In 1909, in her late thirties, she suffered a mental and physical breakdown that spurred her to move to San Francisco and seek medical care. (Her second husband continued to live in Mexico, and they eventually separated.) There she started going on excursions into the mountains of Northern California with the Sierra Club and fell in love with the redwoods, the birds, the plants, and the quiet. Eventually, she enrolled at the University of California at Berkeley in 1921 and was introduced to botany.

At the age of 51, Mexia was an unusual college student, but the stares didn’t bother her. Slight in stature, she was cheerful and tough. She soon realized that her tolerance for solitude and love of the wild perfectly suited her to botanical collecting. After her first major expedition, to Sinaloa, Mexico, in 1925, she spent 13 years traveling from Alaska to Tierra del Fuego, often shocking those she met because she was traveling solo, riding horseback with knickers, and preferring to sleep outside even when a bed was available. She was also refreshingly unassuming and frank.

“A well-known collector and explorer stated very positively that ‘it was impossible for a woman to travel alone in Latin America,’” she wrote in an unpublished paper. “I decided that if I wanted to become better acquainted with the South American Continent the best way would be to make my way right across it,” she later explained in the Sierra Club Bulletin. “Well, why not?”

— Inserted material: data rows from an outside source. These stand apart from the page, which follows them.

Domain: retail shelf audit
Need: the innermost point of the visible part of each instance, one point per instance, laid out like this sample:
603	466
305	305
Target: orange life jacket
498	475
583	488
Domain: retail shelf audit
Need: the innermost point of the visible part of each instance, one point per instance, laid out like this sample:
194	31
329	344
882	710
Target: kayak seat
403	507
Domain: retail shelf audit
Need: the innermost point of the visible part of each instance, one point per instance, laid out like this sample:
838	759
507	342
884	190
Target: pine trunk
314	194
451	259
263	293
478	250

Toward the end of her life, Mexia had made enough of a name for herself that she was often invited to lecture on her travels. Accounts of her trips appeared in botanical-society magazines and journals. She never even finished her bachelor’s degree, but botanists all over the world knew her name.

In 1938, during an expedition to Mexico, Mexia became sick and weak, much to her impatience. She tried to travel on but eventually had to turn back and return to the United States, where she was diagnosed with lung cancer and died within a month at age 68. A devoted conservationist, she left much of her estate to the Save the Redwoods League and the Sierra Club. Obituaries and memorials filled the pages of newsletters and journals, extolling her contributions to the field.

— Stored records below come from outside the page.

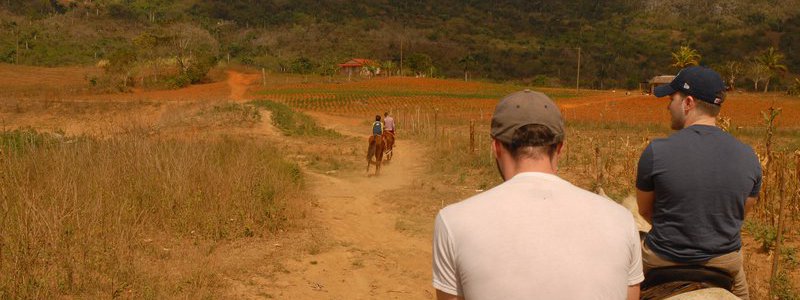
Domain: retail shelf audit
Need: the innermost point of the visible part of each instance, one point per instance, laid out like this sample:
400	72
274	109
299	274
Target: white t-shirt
536	236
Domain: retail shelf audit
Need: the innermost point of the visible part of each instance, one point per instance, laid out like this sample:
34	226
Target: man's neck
708	121
527	166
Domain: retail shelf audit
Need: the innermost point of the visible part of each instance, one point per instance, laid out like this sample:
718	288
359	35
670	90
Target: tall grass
293	123
78	216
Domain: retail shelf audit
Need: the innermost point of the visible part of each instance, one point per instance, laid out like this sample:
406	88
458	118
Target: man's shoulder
566	193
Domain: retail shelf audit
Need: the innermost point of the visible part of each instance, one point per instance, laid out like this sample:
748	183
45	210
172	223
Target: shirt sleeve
644	173
757	185
635	273
444	265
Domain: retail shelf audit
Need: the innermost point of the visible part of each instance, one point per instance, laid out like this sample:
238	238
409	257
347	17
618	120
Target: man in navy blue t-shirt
697	185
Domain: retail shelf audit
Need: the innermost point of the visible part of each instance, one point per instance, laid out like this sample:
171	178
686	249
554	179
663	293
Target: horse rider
388	122
377	127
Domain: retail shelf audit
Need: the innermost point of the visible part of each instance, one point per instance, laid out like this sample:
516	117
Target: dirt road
365	256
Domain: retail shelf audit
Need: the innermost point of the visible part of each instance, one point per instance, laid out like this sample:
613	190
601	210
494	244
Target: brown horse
376	149
388	139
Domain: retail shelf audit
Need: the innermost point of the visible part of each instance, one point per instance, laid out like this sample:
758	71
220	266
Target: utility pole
401	56
578	77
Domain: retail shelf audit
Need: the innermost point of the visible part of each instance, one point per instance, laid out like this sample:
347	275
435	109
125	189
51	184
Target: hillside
621	42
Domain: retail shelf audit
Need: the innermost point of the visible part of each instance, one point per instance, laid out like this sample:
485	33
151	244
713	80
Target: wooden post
472	136
776	256
435	123
578	77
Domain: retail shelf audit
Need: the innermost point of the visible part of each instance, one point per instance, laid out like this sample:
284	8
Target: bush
765	235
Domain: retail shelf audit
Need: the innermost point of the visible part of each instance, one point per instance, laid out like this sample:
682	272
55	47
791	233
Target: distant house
360	67
658	80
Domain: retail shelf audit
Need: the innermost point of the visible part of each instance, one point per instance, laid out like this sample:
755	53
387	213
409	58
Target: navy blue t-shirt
701	177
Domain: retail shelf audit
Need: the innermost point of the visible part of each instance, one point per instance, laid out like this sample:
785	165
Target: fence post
776	258
472	136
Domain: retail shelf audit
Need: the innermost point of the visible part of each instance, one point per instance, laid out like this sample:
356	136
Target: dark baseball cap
526	108
699	82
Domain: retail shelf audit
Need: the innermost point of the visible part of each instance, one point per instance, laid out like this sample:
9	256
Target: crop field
254	187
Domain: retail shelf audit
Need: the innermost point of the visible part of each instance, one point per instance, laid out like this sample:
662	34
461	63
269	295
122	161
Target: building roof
358	62
662	79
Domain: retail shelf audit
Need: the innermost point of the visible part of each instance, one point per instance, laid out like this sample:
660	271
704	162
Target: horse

“All who knew Ynes Mexia could not fail to be impressed by her friendly unassuming spirit,” wrote William E. Colby, the secretary of the Sierra Club, in a memorial in the organization’s bulletin, “and by that rare courage which enabled her to travel, much of the time alone, in lands where few would dare to follow.”

In the old photographs that remain from her years of collecting, Mexia almost always appears calm. In one, she sits on the rim of the Grand Canyon, legs dangling off a precipice. In others, she cross-country skis and snowshoes in long dresses or tiptoes across a log spanning a gaping chasm. Perhaps her face remained so serene because she knew these wide-open spaces—and their plants and denizens—had saved her life.